Cause: KVM is not enabled in BIOS, or the kvm kernel modules are not loaded.

Fix:

# Check if KVM modules are loaded
lsmod | grep kvm

# Load them manually
sudo modprobe kvm_intel   # Intel CPUs
sudo modprobe kvm_amd     # AMD CPUs

# If modules don't exist, enable virtualization in BIOS/UEFI settings.

virsh not found

Cause: libvirt is not installed.

Fix:

sudo apt install -y qemu-kvm libvirt-daemon-system libvirt-clients virtinst bridge-utils
sudo systemctl enable --now libvirtd
sudo usermod -aG libvirt $USER
# Log out and back in for group membership to take effect

libvirtd not running

Fix:

sudo systemctl start libvirtd
sudo systemctl enable libvirtd

Terraform not found

Fix: Install via tfenv or direct download:

# Using tfenv
git clone https://github.com/tfutils/tfenv.git ~/.tfenv
echo 'export PATH="$HOME/.tfenv/bin:$PATH"' >> ~/.bashrc
source ~/.bashrc
tfenv install 1.14.4
tfenv use 1.14.4


make up fails

"Could not open '/var/lib/libvirt/images/bosh-lab'"
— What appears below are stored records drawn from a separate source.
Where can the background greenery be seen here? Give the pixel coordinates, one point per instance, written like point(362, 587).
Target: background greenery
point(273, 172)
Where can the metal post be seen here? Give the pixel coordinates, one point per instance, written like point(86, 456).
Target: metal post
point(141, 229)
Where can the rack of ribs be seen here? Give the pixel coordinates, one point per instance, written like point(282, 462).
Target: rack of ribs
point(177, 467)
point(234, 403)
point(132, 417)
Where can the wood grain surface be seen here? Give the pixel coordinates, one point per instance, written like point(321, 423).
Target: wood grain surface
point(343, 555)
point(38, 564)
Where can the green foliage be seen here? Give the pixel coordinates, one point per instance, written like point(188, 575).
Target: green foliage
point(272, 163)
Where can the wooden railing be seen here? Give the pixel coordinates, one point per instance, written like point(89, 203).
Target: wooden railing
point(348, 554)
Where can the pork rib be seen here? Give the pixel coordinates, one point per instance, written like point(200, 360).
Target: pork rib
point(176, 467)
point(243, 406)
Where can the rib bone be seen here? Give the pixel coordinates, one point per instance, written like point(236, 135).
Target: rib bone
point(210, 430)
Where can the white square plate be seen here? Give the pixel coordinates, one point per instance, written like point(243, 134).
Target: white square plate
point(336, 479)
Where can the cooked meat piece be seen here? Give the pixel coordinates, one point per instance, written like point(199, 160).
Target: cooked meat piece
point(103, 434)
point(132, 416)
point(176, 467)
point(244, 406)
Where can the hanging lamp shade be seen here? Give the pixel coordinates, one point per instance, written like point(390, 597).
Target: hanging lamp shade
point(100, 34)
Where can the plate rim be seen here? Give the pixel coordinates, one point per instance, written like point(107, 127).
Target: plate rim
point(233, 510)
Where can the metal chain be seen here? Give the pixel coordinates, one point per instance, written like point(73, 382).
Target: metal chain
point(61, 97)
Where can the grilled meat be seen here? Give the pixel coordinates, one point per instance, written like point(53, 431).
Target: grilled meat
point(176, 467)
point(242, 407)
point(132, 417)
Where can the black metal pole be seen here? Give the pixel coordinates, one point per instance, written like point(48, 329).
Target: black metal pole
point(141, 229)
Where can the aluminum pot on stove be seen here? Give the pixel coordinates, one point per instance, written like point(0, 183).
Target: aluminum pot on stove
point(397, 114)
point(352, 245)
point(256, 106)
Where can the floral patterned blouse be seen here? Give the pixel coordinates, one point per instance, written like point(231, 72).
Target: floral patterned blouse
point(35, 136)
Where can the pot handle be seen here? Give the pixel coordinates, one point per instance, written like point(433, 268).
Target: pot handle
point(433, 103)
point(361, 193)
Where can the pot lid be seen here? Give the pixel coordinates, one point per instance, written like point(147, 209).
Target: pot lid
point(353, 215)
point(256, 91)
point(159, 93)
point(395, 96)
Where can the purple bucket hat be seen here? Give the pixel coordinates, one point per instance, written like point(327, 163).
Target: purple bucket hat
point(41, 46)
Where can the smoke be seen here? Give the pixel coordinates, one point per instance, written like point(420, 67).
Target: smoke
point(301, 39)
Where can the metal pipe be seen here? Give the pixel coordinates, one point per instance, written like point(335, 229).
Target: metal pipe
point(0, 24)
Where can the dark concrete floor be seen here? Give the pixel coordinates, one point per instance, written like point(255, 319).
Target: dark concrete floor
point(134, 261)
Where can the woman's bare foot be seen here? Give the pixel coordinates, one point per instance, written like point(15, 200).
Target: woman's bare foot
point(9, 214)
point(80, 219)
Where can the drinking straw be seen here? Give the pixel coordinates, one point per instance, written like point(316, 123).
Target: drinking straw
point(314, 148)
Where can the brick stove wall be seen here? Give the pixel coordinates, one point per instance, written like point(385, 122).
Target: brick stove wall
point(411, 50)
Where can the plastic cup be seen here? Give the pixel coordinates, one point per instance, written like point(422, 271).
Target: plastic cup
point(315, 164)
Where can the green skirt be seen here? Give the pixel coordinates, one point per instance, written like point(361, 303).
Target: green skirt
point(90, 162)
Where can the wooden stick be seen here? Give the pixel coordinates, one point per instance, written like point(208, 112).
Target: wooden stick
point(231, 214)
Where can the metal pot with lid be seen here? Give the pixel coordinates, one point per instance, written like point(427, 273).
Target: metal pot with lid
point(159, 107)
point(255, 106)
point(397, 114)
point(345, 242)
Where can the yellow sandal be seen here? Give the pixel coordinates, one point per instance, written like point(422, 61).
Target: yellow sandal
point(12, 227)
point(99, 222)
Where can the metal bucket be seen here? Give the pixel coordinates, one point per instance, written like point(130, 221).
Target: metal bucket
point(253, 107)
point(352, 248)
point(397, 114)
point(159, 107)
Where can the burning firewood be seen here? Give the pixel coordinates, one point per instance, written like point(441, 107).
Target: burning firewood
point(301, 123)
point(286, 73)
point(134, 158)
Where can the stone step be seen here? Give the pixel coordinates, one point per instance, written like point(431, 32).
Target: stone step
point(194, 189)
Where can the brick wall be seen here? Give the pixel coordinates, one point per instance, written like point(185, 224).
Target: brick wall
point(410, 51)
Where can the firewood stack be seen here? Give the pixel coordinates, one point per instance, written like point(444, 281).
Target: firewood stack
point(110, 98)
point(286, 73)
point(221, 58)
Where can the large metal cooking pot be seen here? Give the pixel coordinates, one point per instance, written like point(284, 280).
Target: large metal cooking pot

Cause: The storage pool directory doesn't exist or libvirt doesn't have permissions.

Fix:

sudo mkdir -p /var/lib/libvirt/images/bosh-lab
sudo chown libvirt-qemu:kvm /var/lib/libvirt/images/bosh-lab

"Error creating libvirt network: already exists"

Cause: A previous bosh-lab network exists from a failed run.

Fix:

virsh net-destroy bosh-lab
virsh net-undefine bosh-lab
make up

Cloud image download fails

Cause: Network issue or Ubuntu mirror down.

Fix:

# Download manually
wget -O state/cache/jammy-server-cloudimg-amd64.img \
  https://cloud-images.ubuntu.com/jammy/current/jammy-server-cloudimg-amd64.img
make up


make bootstrap fails

"Connection refused" to mgmt VM

Cause: VM hasn't finished booting, or cloud-init hasn't installed SSH.

Fix:

# Check VM is running
virsh list --all

# Check VM console for boot progress
virsh console bosh-lab-mgmt

# Wait longer — cloud-init can take 2-5 minutes on first boot
# The bootstrap script retries 30 times with 5-second delays

"Permission denied (publickey)"

Cause: SSH key wasn't injected into cloud-init properly.

Fix:

# Verify the key was generated
ls -la state/creds/mgmt_ssh*

# Verify cloud-init has the key
grep ssh_authorized_keys state/mgmt-cloudinit.yaml

# If missing, recreate:
make down
rm -f state/creds/mgmt_ssh*
make up

bosh create-env fails

Cause: Many possible reasons. Check the log.

Fix:

# Read the full log
cat state/logs/create-director.log

# Common issues:
# 1. Nested KVM not enabled — check /dev/kvm inside the VM
# 2. Network conflict — another 10.245.0.0/24 network exists
# 3. Disk space — need ~40GB free inside the VM
# 4. Memory — director needs ~4GB RAM

9p mount fails inside VM

Cause: The 9p kernel module may not be loaded, or the filesystem tag doesn't match.

Fix:

# SSH into the VM and check
ssh -i state/creds/mgmt_ssh bosh@10.245.0.2

# Inside VM:
sudo mount -t 9p -o trans=virtio,version=9p2000.L state /mnt/state
ls /mnt/state

# If 9p isn't available, the bootstrap script will fall back to SCP
# for copying state files back and forth.


make concourse fails

"Stemcell not found"

Cause: The stemcell version doesn't match what's available on bosh.io.

Fix:

# Check available stemcells
bosh -e lab stemcells

# Upload manually if needed
bosh -e lab upload-stemcell \
  "https://bosh.io/d/stemcells/bosh-warden-boshlite-ubuntu-jammy-go_agent?v=1.1044"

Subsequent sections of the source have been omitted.